The TPP establishes a framework for negotiation that rests on consultation with scientific experts called “cooperative technical consultation” when member countries disagree. Unlike the Codex Alimantarius, the international legal document that the TPP refers to and is based upon, Chapter 7 of the TPP, which deals with Sanitary and Phytosanitary Standards has the primary goal of protecting “human, animal or plant life or health in the territories of the Parties while facilitating and expanding trade by utilizing a variety of means to address and seek to resolve sanitary and phytosanitary issues.” This language puts measures to protect human, plant and animal life in the context of trade rather than promoting consumer health singularly. Thus the TPP SPS agreement potentially puts health standards below trade liberalization, making them subordinate to concerns related to trade.

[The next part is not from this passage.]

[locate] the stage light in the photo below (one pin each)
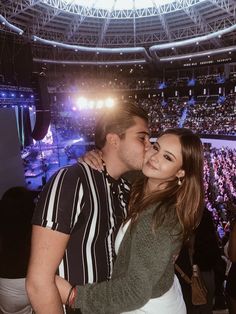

The TPP: High stakes for Japan
In December, after the November meeting of TPP negotiators in Danang, Vietnam, Canada raised concerns about its cultural goods and services that must be worked out before there is a deal. Canada is the second-largest economy in the TPP after Japan and without it there is a likelihood that countries currently working with Japan on the TPP will seek out other trade partnerships in the region and look to China for leadership. There are a number of items which must be worked out in order for the deal to move forward.
For Japan, this is a high-stakes negotiation as the country seeks to solidify a trade and investment regime for the region that would serve as a touchstone for other future deals. Japan is especially concerned about its upcoming bilateral trade negotiation with the U.S., which is set to start in 2018, and China’s ambitions to move forward with the Belt and Road Initiative as well as the ASEAN-led Regional Cooperative Economic Partnership, which includes China and Japan among the 16 negotiating nations.
If the TPP fails to move forward and the other agreements proceed, Japan will lose the opportunity to build strong rules and norms in the region that reflect the values that Tokyo considers important. Consumer groups and farmers opposing the deal are facing an uphill battle.
Nicole Freiner is an associate professor at Bryant University in Rhode Island.